Here http://i.imgur.com/poi6xMk.jpg 2592x3456, the same as the original.

In GIMP:

Select ---> Select all
Toolbox window - Flip tool (set to horizontal)
Click on the image.
Right click layer (that has the transformation) - Click anchor.
File - Save as
It's easy to manually type the file extension in (adding .jpg, .png, ect on the end. Gimp will save it as that as long as it's a compatible file type).


----------



## PastryOfApathy (Feb 16, 2014)

You can also just use MSPaint. 

Select > Select All > Rotate > Horizontally


----------



## Kalmor (Feb 16, 2014)

PastryOfApathy said:


> You can also just use MSPaint.
> 
> Select > Select All > Rotate > Horizontally


Considering OP's hobby it would be better to use a program that can help him with more advanced stuff if he chooses to do so in the future.
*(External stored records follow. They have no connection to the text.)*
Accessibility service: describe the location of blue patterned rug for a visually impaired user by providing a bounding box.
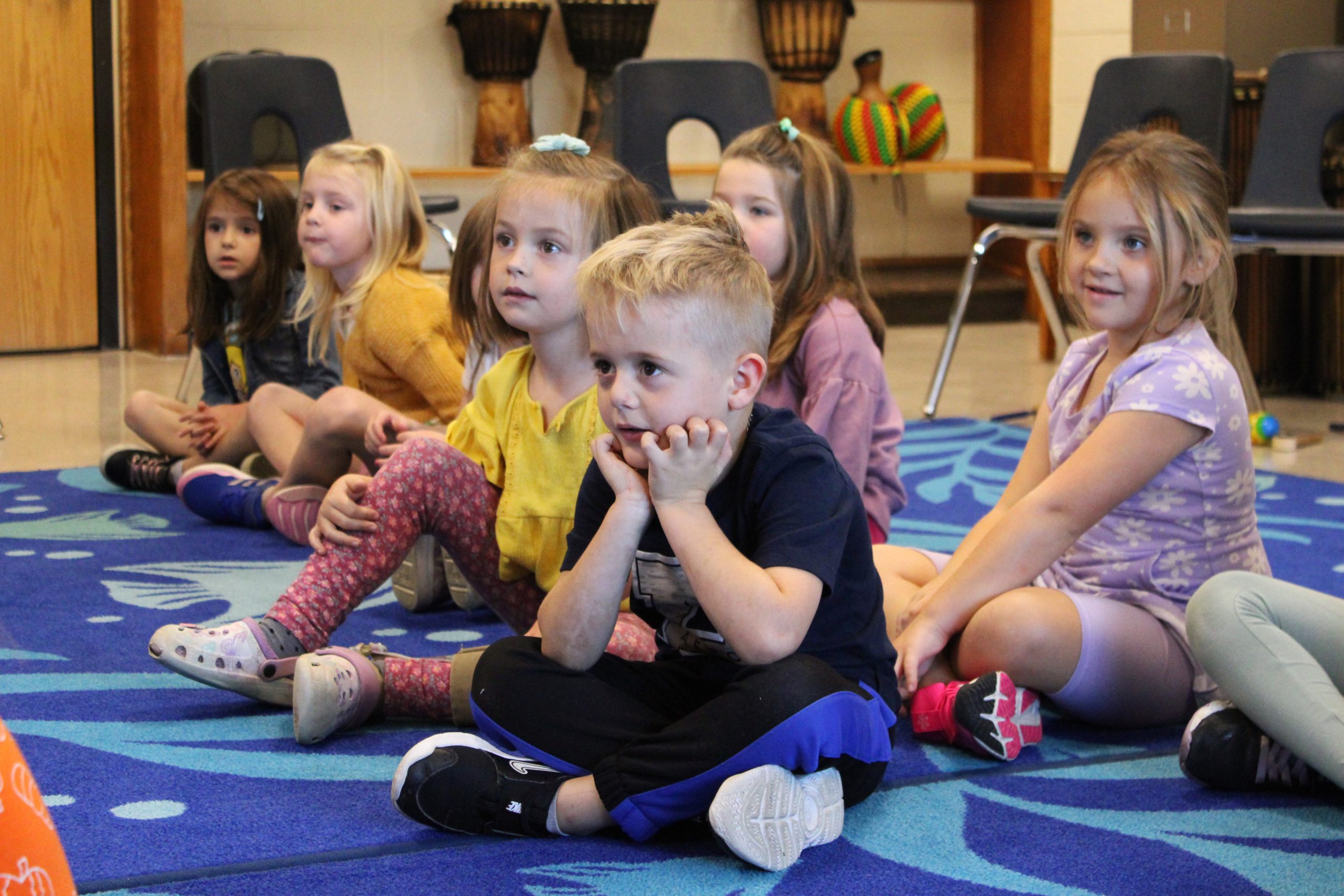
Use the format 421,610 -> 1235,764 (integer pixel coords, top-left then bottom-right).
0,420 -> 1344,896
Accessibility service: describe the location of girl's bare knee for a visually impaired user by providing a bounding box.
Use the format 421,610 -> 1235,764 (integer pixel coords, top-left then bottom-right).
121,389 -> 160,431
872,544 -> 938,587
954,591 -> 1067,680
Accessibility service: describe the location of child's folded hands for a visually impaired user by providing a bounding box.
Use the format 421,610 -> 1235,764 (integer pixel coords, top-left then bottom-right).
308,473 -> 377,553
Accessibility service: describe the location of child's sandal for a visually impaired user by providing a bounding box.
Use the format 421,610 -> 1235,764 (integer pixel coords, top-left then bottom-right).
295,644 -> 384,745
149,618 -> 295,707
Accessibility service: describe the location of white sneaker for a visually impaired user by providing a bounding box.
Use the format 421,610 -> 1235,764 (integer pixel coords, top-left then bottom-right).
710,766 -> 844,870
393,533 -> 452,613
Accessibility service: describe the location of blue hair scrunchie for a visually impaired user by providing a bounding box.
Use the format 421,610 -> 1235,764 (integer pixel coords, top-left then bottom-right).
532,134 -> 591,156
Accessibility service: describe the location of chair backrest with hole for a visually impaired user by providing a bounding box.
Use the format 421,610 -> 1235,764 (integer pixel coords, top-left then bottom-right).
1242,47 -> 1344,209
200,54 -> 351,183
606,59 -> 774,213
1063,52 -> 1233,194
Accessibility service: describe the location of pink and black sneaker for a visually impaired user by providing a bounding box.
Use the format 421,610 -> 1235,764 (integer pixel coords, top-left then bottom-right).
910,672 -> 1040,762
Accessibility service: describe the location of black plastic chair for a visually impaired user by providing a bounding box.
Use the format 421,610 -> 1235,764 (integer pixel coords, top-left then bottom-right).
1228,47 -> 1344,248
605,59 -> 774,214
192,54 -> 458,229
177,54 -> 458,400
923,54 -> 1231,418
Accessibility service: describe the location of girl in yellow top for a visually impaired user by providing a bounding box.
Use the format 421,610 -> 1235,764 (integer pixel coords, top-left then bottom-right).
177,141 -> 466,544
149,135 -> 658,743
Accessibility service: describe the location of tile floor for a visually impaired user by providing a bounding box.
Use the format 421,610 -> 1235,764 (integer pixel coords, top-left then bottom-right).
0,324 -> 1344,481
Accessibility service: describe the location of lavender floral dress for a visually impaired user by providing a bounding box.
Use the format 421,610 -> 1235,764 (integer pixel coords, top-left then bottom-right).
1036,321 -> 1270,642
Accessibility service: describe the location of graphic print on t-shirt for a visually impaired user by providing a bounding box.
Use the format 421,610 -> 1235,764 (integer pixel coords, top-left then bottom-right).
631,551 -> 742,662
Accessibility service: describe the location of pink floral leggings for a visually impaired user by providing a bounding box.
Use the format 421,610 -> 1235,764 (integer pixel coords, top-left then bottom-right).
266,439 -> 655,719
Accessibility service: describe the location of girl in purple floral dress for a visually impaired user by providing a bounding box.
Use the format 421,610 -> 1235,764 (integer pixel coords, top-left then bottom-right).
875,132 -> 1269,759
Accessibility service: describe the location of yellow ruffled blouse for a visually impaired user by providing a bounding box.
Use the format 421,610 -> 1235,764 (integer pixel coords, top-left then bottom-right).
447,345 -> 606,591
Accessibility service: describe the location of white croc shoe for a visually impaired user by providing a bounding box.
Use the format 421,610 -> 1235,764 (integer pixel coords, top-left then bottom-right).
149,618 -> 295,707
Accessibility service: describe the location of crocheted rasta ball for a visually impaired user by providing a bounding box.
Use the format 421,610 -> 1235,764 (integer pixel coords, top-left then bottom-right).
835,96 -> 910,165
891,81 -> 948,159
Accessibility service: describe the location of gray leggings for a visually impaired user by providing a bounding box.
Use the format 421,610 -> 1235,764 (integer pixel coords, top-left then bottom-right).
1185,572 -> 1344,787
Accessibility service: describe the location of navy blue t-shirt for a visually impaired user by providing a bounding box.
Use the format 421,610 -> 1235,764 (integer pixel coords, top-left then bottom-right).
561,404 -> 899,708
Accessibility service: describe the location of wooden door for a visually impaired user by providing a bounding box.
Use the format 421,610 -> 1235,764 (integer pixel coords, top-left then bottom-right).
0,0 -> 98,352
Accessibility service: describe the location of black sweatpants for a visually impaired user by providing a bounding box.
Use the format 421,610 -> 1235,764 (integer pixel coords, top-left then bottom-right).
472,637 -> 895,840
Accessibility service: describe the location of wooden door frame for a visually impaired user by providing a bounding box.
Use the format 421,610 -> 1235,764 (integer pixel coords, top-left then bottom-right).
970,0 -> 1054,357
90,0 -> 121,348
117,0 -> 188,355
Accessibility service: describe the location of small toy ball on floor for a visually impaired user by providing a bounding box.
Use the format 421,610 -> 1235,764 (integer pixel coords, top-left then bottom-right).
1251,411 -> 1278,445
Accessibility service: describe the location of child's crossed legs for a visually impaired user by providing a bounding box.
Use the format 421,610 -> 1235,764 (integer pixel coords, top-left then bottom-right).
874,547 -> 1195,727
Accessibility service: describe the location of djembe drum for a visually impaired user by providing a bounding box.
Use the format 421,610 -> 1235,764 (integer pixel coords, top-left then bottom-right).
559,0 -> 658,156
757,0 -> 854,139
447,0 -> 551,165
835,50 -> 910,165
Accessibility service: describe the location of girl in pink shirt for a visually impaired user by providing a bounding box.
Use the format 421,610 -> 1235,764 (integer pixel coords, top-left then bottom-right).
713,118 -> 906,544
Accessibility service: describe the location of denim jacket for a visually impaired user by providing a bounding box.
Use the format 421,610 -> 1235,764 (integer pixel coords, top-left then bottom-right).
200,271 -> 340,404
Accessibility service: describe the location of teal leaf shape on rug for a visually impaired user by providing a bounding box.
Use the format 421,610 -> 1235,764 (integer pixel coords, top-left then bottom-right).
900,422 -> 1027,508
0,511 -> 182,541
844,756 -> 1341,893
102,560 -> 305,625
0,648 -> 70,662
57,466 -> 177,500
5,714 -> 401,782
519,856 -> 780,896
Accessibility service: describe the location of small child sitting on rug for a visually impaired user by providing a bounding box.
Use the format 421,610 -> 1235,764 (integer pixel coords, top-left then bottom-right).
393,206 -> 899,870
875,130 -> 1269,761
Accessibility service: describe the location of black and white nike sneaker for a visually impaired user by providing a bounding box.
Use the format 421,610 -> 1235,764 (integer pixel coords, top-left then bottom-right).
393,732 -> 573,837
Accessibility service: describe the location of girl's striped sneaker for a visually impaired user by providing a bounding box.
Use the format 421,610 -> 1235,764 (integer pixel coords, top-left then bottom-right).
910,672 -> 1040,762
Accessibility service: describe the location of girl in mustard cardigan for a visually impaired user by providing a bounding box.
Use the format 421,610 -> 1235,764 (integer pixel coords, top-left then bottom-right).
149,135 -> 660,743
177,141 -> 466,544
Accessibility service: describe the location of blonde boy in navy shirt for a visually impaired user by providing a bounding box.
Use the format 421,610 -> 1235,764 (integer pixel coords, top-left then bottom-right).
393,208 -> 899,870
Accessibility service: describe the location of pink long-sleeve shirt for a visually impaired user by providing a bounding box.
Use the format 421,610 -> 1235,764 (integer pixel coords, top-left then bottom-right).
757,298 -> 906,532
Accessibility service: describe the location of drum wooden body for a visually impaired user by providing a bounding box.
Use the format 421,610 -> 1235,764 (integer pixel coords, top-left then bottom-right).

But yes, that would work too.


----------



## Harbinger (Feb 16, 2014)

Thanks both, thats an immense help. I probably wont have to do it ever again, someone wants a print of that photo but just flipped, i never flip my images, i try to keep them as close to how i saw them as possible. And thanks for flipping that, i'll try going that way myself, i think the way i saved it was the same, but it still ended up as a flipped jpg, just no idea why it kept going back and fourth in the viewer >_<


----------



## PastryOfApathy (Feb 16, 2014)

Raptros said:


> Considering OP's hobby it would be better to use a program that can help him with more advanced stuff if he chooses to do so in the future.
> 
> But yes, that would work too.



I have no idea what his hobbies are, I just figured he needed to flip it for like a school project or something.


----------